When we toured Europe in ‘06, ‘07, ‘08 we wrote it up in these pages and they were
read by motorcyclists in several countries. One of those readers was a rider from
our own home town. He purchased a used GoldWing and had it shipped to Europe in 2014.
He and his wife have become good friends. Last fall he decided that this year’s trip
in May would be his last and asked my advice on selling the bike. I said “I’ll buy
it.” So we acquired a used 2001 GoldWing that is already in Europe. It is yellow,
just like “Lemonade” here in the States and is already named “Buzz”. It doesn’t have
ABS so I have to avoid the “too much front brake” that caused our trip ending wreck
in 2008 but is essentially the same bike as we have here.
After agreeing on the price, easy because he set it very reasonable and I wasn’t
going to argue, we ordered tickets to Germany. This was in October, 2107. Much could
go wrong, but everything went well and after their trip in May we paid and headed
to Germany in June for two weeks. We’re both working and couldn’t reasonably get
more time off.
The bike is stored with Knopf Tours in Heidleberg, Germany.

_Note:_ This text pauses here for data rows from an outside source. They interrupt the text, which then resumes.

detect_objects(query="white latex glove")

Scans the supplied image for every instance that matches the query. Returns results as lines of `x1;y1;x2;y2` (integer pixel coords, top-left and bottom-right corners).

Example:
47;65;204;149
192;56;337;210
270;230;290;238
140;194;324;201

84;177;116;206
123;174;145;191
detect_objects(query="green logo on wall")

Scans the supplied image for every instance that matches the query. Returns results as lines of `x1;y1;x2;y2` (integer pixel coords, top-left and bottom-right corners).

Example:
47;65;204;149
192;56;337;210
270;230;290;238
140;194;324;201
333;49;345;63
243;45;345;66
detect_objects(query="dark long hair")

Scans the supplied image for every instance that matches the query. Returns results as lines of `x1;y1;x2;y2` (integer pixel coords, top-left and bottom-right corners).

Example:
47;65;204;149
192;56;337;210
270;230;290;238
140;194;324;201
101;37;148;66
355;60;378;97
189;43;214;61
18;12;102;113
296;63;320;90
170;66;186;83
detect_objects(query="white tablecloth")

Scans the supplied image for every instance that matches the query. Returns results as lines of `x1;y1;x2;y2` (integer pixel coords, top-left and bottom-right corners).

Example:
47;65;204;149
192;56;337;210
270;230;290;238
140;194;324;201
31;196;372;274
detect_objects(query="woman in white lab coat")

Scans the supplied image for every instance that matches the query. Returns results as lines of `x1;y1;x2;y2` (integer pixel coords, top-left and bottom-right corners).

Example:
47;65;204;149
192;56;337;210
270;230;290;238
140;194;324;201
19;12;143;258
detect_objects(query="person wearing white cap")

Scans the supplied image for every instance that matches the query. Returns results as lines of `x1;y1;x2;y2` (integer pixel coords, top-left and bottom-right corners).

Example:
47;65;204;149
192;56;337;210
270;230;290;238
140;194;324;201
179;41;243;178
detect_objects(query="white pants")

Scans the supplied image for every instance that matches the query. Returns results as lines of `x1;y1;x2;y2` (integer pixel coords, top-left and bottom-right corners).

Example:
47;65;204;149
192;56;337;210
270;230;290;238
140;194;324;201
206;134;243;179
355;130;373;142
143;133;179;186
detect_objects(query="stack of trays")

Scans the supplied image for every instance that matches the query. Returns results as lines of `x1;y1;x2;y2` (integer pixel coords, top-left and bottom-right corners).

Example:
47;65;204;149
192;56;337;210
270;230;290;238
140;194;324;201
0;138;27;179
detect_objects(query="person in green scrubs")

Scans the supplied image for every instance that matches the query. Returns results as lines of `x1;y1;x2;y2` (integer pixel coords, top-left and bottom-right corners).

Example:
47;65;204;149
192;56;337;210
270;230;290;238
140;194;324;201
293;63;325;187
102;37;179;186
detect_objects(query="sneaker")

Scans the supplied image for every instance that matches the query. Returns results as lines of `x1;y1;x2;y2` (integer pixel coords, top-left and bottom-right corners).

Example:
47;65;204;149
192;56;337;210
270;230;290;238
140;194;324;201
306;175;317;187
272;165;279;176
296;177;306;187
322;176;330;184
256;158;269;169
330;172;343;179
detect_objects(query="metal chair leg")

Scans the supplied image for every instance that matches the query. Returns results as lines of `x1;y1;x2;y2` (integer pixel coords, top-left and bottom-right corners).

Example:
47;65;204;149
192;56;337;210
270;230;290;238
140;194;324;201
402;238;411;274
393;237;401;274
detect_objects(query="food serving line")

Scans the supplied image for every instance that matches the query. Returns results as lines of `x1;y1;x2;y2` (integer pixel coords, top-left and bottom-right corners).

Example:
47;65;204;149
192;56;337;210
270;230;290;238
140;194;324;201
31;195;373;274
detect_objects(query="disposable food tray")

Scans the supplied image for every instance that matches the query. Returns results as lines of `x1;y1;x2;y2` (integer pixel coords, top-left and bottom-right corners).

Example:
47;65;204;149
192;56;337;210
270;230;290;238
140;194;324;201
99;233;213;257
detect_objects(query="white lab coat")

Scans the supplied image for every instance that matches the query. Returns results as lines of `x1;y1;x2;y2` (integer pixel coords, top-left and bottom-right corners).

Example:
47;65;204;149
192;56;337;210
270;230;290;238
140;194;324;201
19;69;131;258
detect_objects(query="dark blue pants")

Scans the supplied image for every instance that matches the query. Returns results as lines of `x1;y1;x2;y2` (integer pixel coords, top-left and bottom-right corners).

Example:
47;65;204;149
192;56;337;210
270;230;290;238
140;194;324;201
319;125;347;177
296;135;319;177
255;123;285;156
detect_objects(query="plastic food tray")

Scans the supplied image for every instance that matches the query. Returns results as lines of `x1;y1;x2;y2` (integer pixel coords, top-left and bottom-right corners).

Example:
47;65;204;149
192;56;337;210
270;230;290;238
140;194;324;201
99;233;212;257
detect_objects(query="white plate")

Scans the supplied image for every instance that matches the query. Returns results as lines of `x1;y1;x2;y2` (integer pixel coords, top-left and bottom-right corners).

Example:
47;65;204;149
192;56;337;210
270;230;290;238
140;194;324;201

This was our first view of Buzz. Stefan Knopf had is outside ready for us. Stephan
has a bike storage, rental, tour, B&B, repair, etc. business. He has been doing it
for many years. He does bike transport to the Daytona Beach Rally for Europeans that
want to visit the USA. He is about a hour south of Frankfurt which has a major airport
for freight and passengers. When we shipped the “White Dragon” to Europe this is
where we got it and cleared customs. A train (S-bahn) runs from the airport to Heidleberg
leaving you within walking distance of Stefan’s business. We spent two nights here
getting the bike set up to us, getting over jet lag and generally enjoying the atmosphere,
food and beer.
We then headed to the German Treffen. A “Treffen” is what the GWEF (Gold Wing Federation
of Europe) calls their rallies. Each country in Europe has a Treffen on a weekend.
Each country has its specified weekend that is the same each year. One could travel
all of Europe, including the old “Iron Curtain” countries through Treffen attendance.
This picture is the preparation for the “Parade of Nations”. Each country that attends
has all their bikes grouped together in a very long parade through the local town
and countryside. The police block cross roads and it stops only for trains that may
be crossing the route. The bikes are often decorated with banners and country flags
We were there only on the final day. We watched the parade, checked out the goody
booths and watched the awards ceremony.
The host country always provides some entertainment to the crowd.
Germany provided kids in lederhosen doing some dances.
And some adults doing the same.
If you notice in the center is a log and some axes. This is a wood-chopper song and
dance. After circling they kneel down and chop to the beat of the music.
This was somewhat entertaining but we had seen it before at our last visit to a German
The next morning it is back on the Autobahn (freeway to Americans) and headed south
to Italy and Passo dello Stelvio.
We arrived at this walled town in the late afternoon. Too late to try for the pass.
We had a beer in the town plaza and got a room at the Post Hotel. (The Post is their
mail system and many towns still have the hotel associated with it. For Americans
think of the stage coaches and stage stops of the old west.)
We have been over the pass before and this is why we’re here again. What is not shown
is the whole bunch of switchbacks behind the hill with the power pole.
There are 48 of them. And they are sharp, not rounded like American switchbacks.
Other places the road is protected from avalanches by a roof as it clings to the
side of the gorge.
Another delight is coming around a curve and finding a castle guarding the access
to the valley. Today it is completely ineffective but at one time it collected tolls
and guarded the village.
The bad, there was also a lot of construction. Both on the Autobahn and in the mountains.
We spent 10 days riding the Alps, crossing about a dozen passes with hundreds of
switchbacks before we headed back to Stefan’s. Some of the passes I had marked to
cross were still closed by snow or rock falls. It was still early in the season.
We spent the nights in hotels we found as we went along.
We had dinner at a local restaurant that has been serving locals 1687. That is 90
years before America declared independence from Great Britain. The food was great!
We spent the last day at Stefan’s packing the stuff to leave, packing the stuff to
take home, changing the oil in the bike and putting it to bed in the storage area.
Stefan takes good care of your bike by letting it sleep on Oriental carpets.